PDW 02: Challenges to Multidisciplinary Research at the Borderlands between State, Market and Civil Society

Convenors:
Filip Wijkström
Stockholm School of Economics, Sweden
Gorgi Krlev
University of Heidelberg, Germany
Liesbet Heyse
University of Groningen, The Netherlands

Call for Applications


Facilitators:

Michael Meyer, WU – Vienna University of Economics and Business, Austria
Marta Reuter, Stockholm University & Stockholm School of Economics, Sweden
Damien Mourey, Sorbonne Graduate Business School, Paris, France [tentative]
Liv Egholm, Copenhagen Business School, Denmark [tentative]


Contents & Purpose

Civil society studies are characterized by an “in-betweenness”, a positioning at “double borderlands”. Civil society is studied in connection with government and public sector or state actors in areas such as public-private innovation, participatory government or citizen activism. Civil society is also studied in relation to markets or the business sphere when it comes to corporate political activism or social entrepreneurship.
 
In this PDW, we aim to explore how these double borderlands are dealt with against a variety of disciplines and theoretical approaches. We invite in particular early career scholars to participate and want to help them advance their own research and projects in these areas.
 
Borderland studies of civil society (including associated forms of organizations, movements and groups) are situated across: political science and public administration, economics, sociology, organization and management studies, theology, history and philosophy. On the one hand, this variety of academic approaches results in an inspiring diversity with great potential for innovation. On the other hand, it may however also lead to unproductive fragmentation, confusing, contradictory terminology and lack of conceptual clarity leading that hinder the necessary accumulation of knowledge.
 
This PDW will assist early career scholars by enabling them to:

  • get an overview of key concepts and perspectives embedded in the various disciplinary approaches found in contemporary research;

  • identify the main differences between the different approaches and discuss the strengths or weaknesses associated with them;

  • develop strategies to deal with the different disciplinary theoretical perspectives in the existing literature related to their own work (content-wise but also related to publication strategies).

 
 

Format

The format will follow the submitted contributions:

  • For a selected group of participants (at max. 14) who have submitted own work – see Option 1 below – we aim for cross-disciplinary reading of and commentary on each others texts, as a way to help advance these papers and move them towards publication.

  • With those who have submitted a note on multidisciplinary challenges – see Option 2 below – we will convene a set of discussions facilitated by a select group of more senior scholars with mixed disciplinary backgrounds.
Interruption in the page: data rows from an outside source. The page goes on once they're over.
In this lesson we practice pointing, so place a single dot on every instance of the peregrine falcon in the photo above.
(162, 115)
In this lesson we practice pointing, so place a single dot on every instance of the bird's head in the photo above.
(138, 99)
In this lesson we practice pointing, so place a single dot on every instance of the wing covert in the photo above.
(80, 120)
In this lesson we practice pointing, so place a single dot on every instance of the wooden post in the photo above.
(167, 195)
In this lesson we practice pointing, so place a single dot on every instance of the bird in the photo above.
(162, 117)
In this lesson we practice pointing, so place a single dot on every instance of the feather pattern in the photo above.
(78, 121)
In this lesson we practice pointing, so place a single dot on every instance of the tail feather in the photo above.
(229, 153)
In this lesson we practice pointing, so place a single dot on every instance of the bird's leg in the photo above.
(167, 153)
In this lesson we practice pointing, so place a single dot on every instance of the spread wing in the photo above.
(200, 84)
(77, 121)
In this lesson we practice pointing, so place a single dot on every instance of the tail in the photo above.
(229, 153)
The aim is to assist early career scholars in developing a broad understanding of the challenges and opportunities of “borderland” studies in terms of theory as well as methodology.
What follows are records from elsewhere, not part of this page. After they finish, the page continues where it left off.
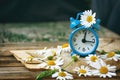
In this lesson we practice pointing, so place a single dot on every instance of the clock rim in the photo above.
(86, 53)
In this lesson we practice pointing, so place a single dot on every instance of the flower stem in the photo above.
(68, 64)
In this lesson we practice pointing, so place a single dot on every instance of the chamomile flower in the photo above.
(104, 70)
(92, 60)
(85, 71)
(52, 52)
(111, 56)
(62, 75)
(52, 64)
(87, 19)
(64, 47)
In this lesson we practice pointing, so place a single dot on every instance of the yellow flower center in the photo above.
(51, 62)
(103, 70)
(110, 54)
(29, 58)
(65, 45)
(82, 71)
(53, 53)
(62, 74)
(93, 58)
(89, 19)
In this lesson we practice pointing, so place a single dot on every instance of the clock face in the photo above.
(84, 41)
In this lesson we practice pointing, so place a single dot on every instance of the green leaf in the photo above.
(46, 73)
(117, 52)
(102, 52)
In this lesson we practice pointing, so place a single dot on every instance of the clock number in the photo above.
(76, 44)
(91, 44)
(84, 31)
(83, 49)
(76, 35)
(79, 48)
(93, 40)
(88, 32)
(88, 48)
(79, 32)
(92, 36)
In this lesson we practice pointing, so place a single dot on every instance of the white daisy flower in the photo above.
(52, 52)
(62, 75)
(52, 64)
(87, 19)
(65, 48)
(111, 56)
(85, 71)
(38, 53)
(104, 70)
(92, 60)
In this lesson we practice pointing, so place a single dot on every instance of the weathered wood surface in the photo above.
(11, 69)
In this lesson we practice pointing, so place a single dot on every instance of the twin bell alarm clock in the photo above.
(83, 38)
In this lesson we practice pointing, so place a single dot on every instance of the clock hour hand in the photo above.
(85, 36)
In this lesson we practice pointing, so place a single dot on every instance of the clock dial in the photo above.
(83, 41)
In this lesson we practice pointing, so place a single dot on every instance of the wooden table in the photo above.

The participants will also be supported in their work on their projects by literature advice based on the new [3rd edition] of the Nonprofit Sector Research Handbook, available from Stanford University Press as of April 2020.

 

Application

Please submit – via the EGOS website – by May 15, 2020 (extended deadline) a single document of application (.doc, .docx or .pdf file) that includes …
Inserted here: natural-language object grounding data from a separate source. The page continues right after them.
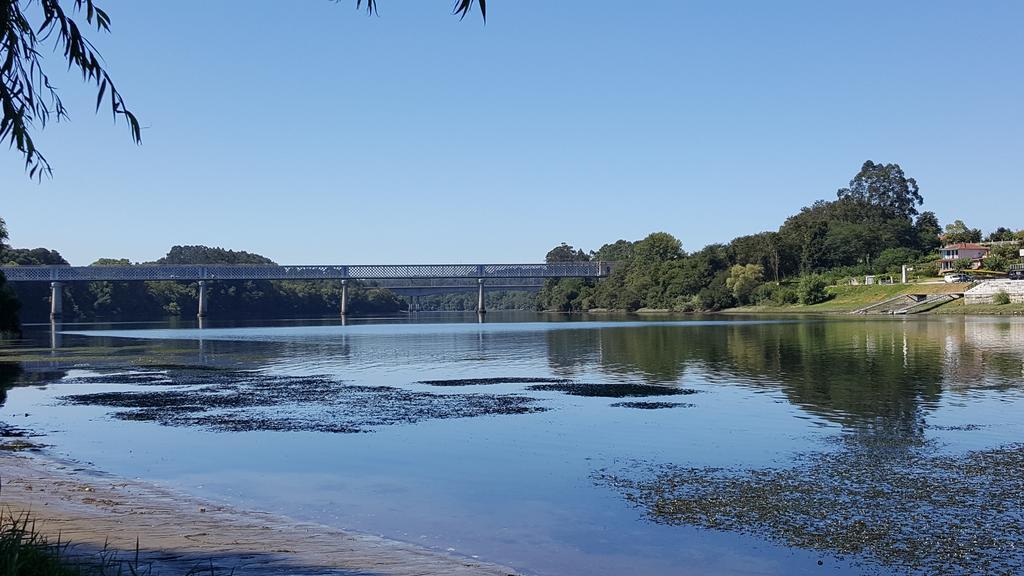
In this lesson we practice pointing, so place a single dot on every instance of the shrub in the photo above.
(1000, 298)
(812, 290)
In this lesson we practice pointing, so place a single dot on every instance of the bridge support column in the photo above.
(203, 300)
(56, 300)
(344, 297)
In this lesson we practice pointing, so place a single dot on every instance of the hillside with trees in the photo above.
(872, 227)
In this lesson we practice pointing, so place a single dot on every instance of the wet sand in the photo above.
(177, 534)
  • either – Option 1: a short paper or description intended for distribution among the other participants of a planned or on-going research project of their own on a civil society topic that is studied from different disciplinary perspectives (ca. 5 pages, but full manuscripts are also welcome);

  • or – Option 2: a description of some of the multidisciplinary challenges they are experiencing in their own work, ending with some key questions to be addressed and dealt with in the sessions (ca. 2–3 pages).
     

Filip Wijkström is an Associate Professor at the Department of Management & Organization and director of Stockholm Center for Civil Society Studies at the Stockholm School of Economics, Sweden. His research interests concern CSOs in different fields of society and governance and strategy.
Gorgi Krlev is a post-doctoral researcher at the Centre for Social Investment (CSI) at the University of Heidelberg, Germany. Currently, his main research subjects are organizational hybridity, social innovation, and impact. Gorgi co-authored and edited “Social Innovation: Comparative Perspectives”, which won the “Best Book 2019” Award of the Academy of Management’s (AOM) Public and Nonprofit Division.
Liesbet Heyse is an Assistant Professor in Organization Sociology at the University of Groningen, The Netherlands. With a background in organization sociology and public administration, she studies how public, nonprofit and private organizations – individually or in collaboration – attempt to contribute to the common good.